Reviewed By Allergy, Immunology & Inflammation Assembly

Submitted by

Jonathan P. Parsons, M.D.

Assistant Professor of Internal Medicine

The Ohio State University Medical Center

Columbus, Ohio

Submit your comments to the author(s).

History

An 18 year-old female college student presents to the student health center complaining of cough and chest tightness that occurs frequently with exercise. She is on the varsity field-hockey team and notes she occasionally has trouble keeping up with the other players during practice and games. Her coach has been criticizing her frequently for what he construes as “poor effort.”   Her cough is episodic and is non-productive.  Her dyspnea seems to occur after several minutes of exercise, and she states it feels like she cannot get a deep breath.  She does not notice symptoms at other times of the day when she is not exercising.  She has been particularly stressed emotionally recently as her first final exam period in college is approaching, and her field-hockey team has advanced to the semifinals of the conference tournament.  Her review of symptoms is otherwise unremarkable.

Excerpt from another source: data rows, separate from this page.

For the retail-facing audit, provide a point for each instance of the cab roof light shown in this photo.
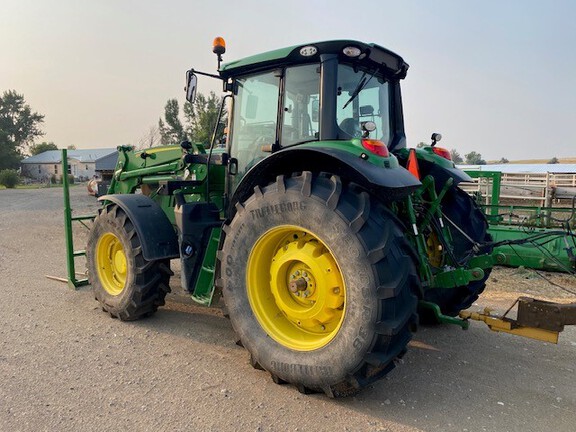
(376, 147)
(219, 46)
(308, 51)
(442, 152)
(352, 51)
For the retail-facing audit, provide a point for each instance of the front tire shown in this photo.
(127, 286)
(318, 284)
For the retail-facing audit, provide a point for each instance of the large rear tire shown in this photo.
(319, 284)
(461, 209)
(127, 286)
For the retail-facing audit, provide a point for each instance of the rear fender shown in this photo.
(391, 184)
(156, 233)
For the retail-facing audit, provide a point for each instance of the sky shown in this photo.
(495, 77)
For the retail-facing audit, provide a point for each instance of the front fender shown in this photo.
(156, 233)
(392, 183)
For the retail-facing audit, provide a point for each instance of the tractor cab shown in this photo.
(312, 94)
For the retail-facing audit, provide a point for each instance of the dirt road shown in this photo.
(67, 366)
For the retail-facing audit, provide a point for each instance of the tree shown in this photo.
(201, 118)
(42, 147)
(151, 138)
(18, 128)
(474, 158)
(199, 121)
(172, 132)
(456, 158)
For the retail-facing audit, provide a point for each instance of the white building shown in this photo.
(81, 164)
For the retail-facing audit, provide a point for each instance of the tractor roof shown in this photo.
(372, 55)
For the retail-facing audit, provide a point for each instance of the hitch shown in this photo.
(536, 319)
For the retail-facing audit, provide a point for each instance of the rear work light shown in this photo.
(442, 152)
(376, 147)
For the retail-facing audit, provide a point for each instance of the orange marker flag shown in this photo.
(413, 164)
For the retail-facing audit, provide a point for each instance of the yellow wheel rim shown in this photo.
(112, 264)
(295, 288)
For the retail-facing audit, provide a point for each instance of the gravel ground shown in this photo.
(66, 366)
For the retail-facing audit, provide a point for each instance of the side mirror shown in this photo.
(315, 110)
(191, 84)
(435, 138)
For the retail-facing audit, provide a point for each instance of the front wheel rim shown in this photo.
(112, 264)
(295, 288)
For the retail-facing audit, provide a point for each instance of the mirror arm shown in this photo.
(206, 74)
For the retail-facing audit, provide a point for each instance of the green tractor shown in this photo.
(325, 236)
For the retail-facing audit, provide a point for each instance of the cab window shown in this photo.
(301, 105)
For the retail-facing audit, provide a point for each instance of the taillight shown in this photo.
(376, 147)
(442, 152)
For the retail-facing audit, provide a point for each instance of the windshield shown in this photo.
(362, 96)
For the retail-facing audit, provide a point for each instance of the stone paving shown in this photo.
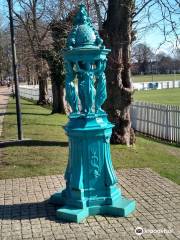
(4, 97)
(26, 214)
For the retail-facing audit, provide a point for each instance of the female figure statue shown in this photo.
(86, 88)
(71, 95)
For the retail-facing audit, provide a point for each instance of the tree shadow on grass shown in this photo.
(31, 143)
(23, 211)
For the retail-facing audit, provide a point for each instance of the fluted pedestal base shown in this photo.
(91, 183)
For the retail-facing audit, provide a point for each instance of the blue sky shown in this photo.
(152, 37)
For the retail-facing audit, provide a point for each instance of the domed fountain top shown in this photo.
(83, 34)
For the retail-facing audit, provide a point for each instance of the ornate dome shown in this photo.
(83, 34)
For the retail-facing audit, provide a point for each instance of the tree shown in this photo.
(118, 37)
(144, 56)
(54, 58)
(31, 18)
(124, 17)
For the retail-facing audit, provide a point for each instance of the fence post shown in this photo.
(167, 119)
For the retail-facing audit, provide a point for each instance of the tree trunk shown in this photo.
(43, 85)
(58, 98)
(118, 37)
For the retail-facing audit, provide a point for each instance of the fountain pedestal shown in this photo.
(91, 183)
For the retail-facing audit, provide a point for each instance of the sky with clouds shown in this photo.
(152, 36)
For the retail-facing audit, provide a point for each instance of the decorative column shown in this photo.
(91, 183)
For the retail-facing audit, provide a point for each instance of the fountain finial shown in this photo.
(83, 34)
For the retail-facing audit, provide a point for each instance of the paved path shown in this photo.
(4, 97)
(25, 213)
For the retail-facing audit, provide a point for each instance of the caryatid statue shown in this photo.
(91, 182)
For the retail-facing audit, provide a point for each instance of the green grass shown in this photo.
(165, 96)
(47, 152)
(155, 77)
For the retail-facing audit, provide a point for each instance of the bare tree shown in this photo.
(31, 16)
(143, 55)
(124, 18)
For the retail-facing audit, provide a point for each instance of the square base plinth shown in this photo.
(121, 208)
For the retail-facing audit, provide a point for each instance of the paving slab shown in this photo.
(26, 214)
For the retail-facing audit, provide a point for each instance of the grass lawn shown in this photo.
(169, 96)
(47, 152)
(155, 78)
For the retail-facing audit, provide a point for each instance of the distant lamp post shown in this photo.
(14, 67)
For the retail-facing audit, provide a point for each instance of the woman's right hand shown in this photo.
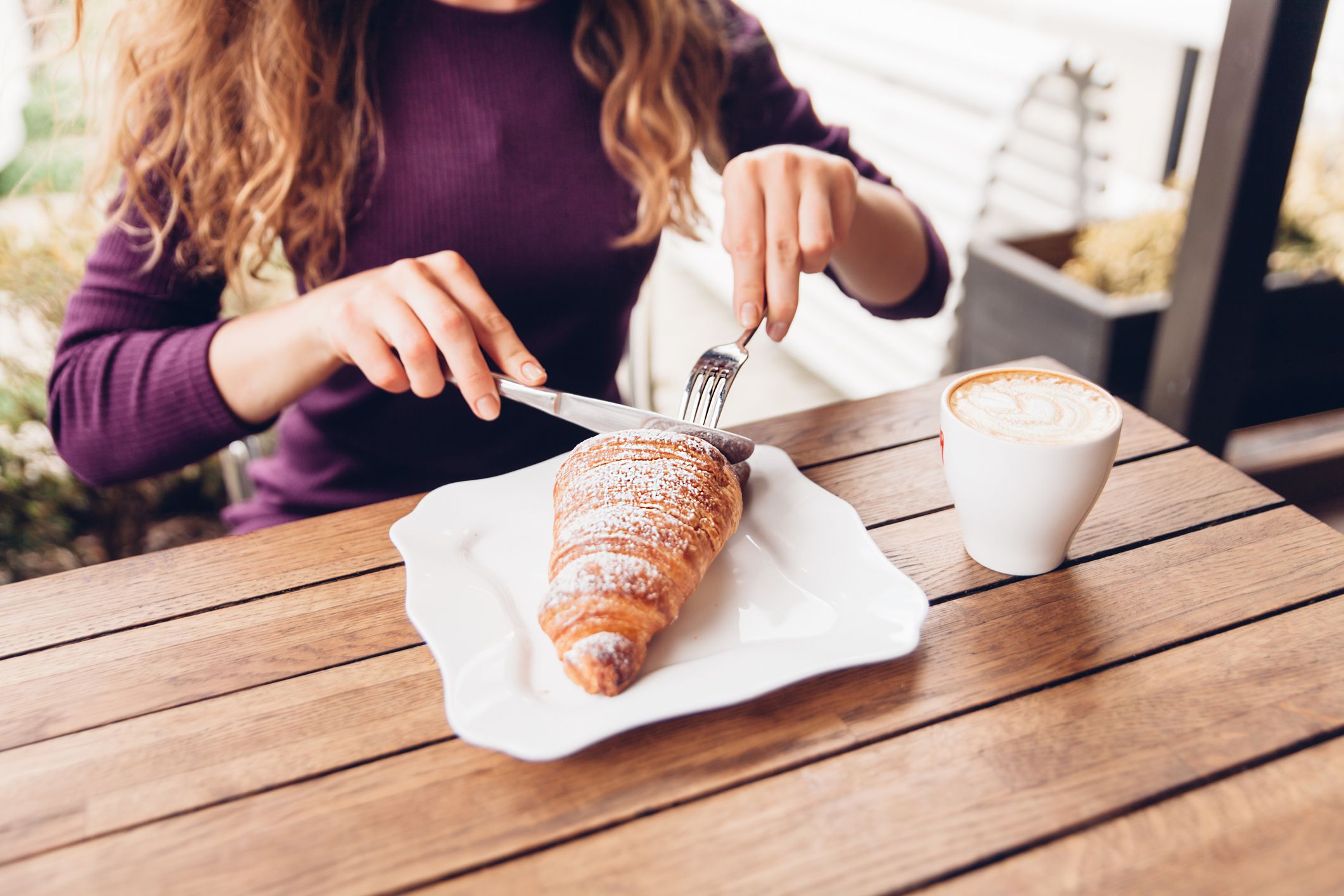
(395, 324)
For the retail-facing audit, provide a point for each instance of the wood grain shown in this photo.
(115, 767)
(159, 586)
(907, 809)
(103, 680)
(898, 483)
(129, 674)
(108, 597)
(1181, 489)
(839, 430)
(451, 807)
(87, 783)
(1273, 829)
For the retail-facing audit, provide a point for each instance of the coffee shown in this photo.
(1034, 406)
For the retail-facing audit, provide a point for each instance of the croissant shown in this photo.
(639, 518)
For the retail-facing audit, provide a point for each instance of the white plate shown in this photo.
(798, 590)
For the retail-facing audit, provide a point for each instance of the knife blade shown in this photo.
(608, 417)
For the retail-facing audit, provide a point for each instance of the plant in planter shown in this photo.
(1092, 297)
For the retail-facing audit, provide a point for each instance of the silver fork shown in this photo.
(712, 378)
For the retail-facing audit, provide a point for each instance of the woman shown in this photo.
(454, 182)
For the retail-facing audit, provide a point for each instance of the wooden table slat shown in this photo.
(241, 646)
(1151, 499)
(426, 813)
(1273, 829)
(92, 682)
(159, 586)
(898, 483)
(117, 596)
(124, 758)
(982, 783)
(257, 715)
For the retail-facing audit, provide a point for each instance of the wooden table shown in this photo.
(256, 714)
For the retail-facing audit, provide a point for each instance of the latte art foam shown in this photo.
(1031, 406)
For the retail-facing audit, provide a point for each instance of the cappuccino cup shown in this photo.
(1026, 453)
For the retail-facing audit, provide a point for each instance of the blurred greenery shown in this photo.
(49, 520)
(1136, 255)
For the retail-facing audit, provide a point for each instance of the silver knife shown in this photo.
(608, 417)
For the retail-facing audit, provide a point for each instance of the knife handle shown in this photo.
(538, 397)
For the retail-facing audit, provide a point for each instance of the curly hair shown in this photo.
(243, 122)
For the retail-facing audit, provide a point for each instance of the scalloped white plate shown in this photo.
(798, 590)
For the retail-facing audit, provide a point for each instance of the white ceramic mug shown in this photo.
(1020, 502)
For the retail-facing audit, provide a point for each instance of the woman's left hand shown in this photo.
(788, 208)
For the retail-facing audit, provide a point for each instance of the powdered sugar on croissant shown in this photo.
(639, 518)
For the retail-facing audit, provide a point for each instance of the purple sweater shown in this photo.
(491, 150)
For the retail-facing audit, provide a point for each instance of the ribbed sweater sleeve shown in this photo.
(762, 108)
(131, 391)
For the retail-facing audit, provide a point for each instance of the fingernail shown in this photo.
(487, 407)
(749, 315)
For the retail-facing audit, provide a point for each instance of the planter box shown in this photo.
(1018, 304)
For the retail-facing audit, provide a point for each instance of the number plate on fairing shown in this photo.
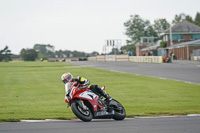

Her past medical history is only significant for a torn knee ligament two years prior to her current presentation.  She has no known history of asthma and does not have problems with perennial allergies.  She takes oral contraceptive pills and nutritional supplements and denies any known drug allergies.  She is a freshman in college and does not smoke.  She admits to alcohol use in moderation and denies any illicit drug use.  Her family medical history is unremarkable; her sister and parents are healthy without significant medical problems including asthma.

Physical Exam

On physical exam, she is a healthy, age-appropriate female in no acute distress. The head and neck exam is benign without stridor. Lung exam reveals normal breath sounds without wheezing. Heart exam reveals a regular rhythm with no murmurs, gallops, or rubs. Abdominal exam is benign. The extremities are without cyanosis, clubbing or edema. The neurologic exam is non-focal.

Lab

Spirometry:  FVC of 104% of predicted, FEV1 of 98% of predicted, normal FEV1/FVC ratio, and normal flow-volume loops.

Electrocardiogram:  Normal sinus rhythm, normal intervals, and no ST-segment changes.

Eucapnic voluntary hyperventilation testing:  13% drop in FEV1 compared to baseline documented at 10 minutes post-test.

Question 1

Given the history and objective testing provided, what is the most likely diagnosis in this case?